The equality holds when $x^2-13x+42=0 \space \text{and in the same time} \space x^2-7x+11>0$ or if simply $x^2-7x+11=1$.

$$ x^2-13x+42=0 \iff x=6 \space \text{or} \space x=7. \\ 6^2-7 \cdot 6+11=36-42+11>0 \\ 7^2-7 \cdot 7+11>0 $$

Then both $x=6$ and $x=7$ satisfy our conditions.

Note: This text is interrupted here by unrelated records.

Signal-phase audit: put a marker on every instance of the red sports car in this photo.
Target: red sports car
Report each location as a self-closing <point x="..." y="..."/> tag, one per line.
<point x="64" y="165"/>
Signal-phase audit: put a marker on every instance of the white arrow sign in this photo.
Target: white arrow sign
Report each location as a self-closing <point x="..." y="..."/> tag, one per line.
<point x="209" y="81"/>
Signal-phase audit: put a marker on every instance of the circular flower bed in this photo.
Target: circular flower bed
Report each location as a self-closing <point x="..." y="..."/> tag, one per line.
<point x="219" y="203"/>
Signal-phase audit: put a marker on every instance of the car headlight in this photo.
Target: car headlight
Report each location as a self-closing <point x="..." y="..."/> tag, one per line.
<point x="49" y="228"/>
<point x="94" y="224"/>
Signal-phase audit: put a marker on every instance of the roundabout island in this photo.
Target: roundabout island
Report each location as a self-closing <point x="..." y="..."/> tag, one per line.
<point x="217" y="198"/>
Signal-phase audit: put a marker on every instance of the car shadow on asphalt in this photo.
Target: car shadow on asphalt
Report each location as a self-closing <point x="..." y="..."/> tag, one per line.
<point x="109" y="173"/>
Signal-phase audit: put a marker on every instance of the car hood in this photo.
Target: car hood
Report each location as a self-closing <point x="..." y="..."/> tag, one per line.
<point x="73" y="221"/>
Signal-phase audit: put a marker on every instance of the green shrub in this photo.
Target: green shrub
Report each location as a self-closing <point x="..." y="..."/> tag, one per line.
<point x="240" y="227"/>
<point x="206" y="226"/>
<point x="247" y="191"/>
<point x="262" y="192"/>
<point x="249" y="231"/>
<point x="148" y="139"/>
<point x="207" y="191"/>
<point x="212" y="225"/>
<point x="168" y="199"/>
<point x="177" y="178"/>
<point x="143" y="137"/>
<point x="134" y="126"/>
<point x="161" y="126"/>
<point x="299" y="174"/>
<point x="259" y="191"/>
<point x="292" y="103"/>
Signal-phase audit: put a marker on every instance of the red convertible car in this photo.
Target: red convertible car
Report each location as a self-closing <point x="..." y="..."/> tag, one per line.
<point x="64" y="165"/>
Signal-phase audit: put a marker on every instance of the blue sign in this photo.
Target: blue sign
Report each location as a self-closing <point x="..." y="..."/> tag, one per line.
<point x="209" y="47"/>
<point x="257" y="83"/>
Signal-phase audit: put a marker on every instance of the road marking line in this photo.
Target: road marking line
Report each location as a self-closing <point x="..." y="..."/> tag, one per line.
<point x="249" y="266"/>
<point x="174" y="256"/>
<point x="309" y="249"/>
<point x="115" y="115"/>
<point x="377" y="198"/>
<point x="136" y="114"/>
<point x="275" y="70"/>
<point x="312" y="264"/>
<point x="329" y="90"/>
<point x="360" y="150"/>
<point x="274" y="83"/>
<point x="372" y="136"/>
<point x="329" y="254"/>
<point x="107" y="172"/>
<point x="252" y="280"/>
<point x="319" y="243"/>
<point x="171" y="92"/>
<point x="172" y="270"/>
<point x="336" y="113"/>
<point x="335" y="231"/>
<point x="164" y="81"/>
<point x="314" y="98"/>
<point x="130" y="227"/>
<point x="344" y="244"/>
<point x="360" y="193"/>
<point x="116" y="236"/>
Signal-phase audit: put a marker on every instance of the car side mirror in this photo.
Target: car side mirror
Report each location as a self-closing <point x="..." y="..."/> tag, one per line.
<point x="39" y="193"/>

Now consider another case: $$ x^2-7x+11=1 \iff x=2, x=5. $$

We solved our equation assuming the domain is $x^2-7x+11>0$. We can not solve it when $x^2-7x+11 \le 0$ since the function is not well-defined for arbitrary case. But we do know how to raise negative integer to the positive integer power.It means that if we assume that $x^2-7x+11$ is a negative integer, then obviously it should be equal to $(-1)$ and the power the should be positive even integer:

$$ x^2-7x+11=-1 \iff x=3, x=4 \\ \text{then} \space x^2-13x+42 \space \text{should be positive even integer. Let's check it: }\\ 3^2-13 \cdot 3 + 42=9-39+42>0 \\ 4^2-13 \cdot 4 + 42=16-52+42> 0 $$

So, your favourite $x=3$ and $x=4$ also satisfy our equation. We are done now! Any questions are greatly appreciated!

Answer 2

We want to solve in $\mathbb{Z}$ the equation ${ (x^2 - 7x + 11)}^{x^2 - 13x +42}=1.$

Since $a^b=1$ for some $a,b\in \mathbb{Z}$ only if

1. $a=1$ or
2. $a\neq 0$ and $b=0$ or
3. $a=-1$ and $b$ is even,

we solve for each of listed cases:

1. ${x^2 - 7x + 11}=1 \iff x=2 \quad \text{or}\quad x=5,$
2. ${x^2 - 13x + 42}=0 \iff x=6 \quad \text{or} \quad x=7,$
3. ${x^2 - 7x + 11}=-1 \iff x=3 \quad \text{or} \quad x=4.$

It is easy to check that each of the above numbers satisfies the equation.

REMARK

The "difficulty" of WolframAlpha is related to the use of a function inverse to exponential function. It is not defined if the basis of the exponential is not positive. In the above solution, this corresponds to the case 3.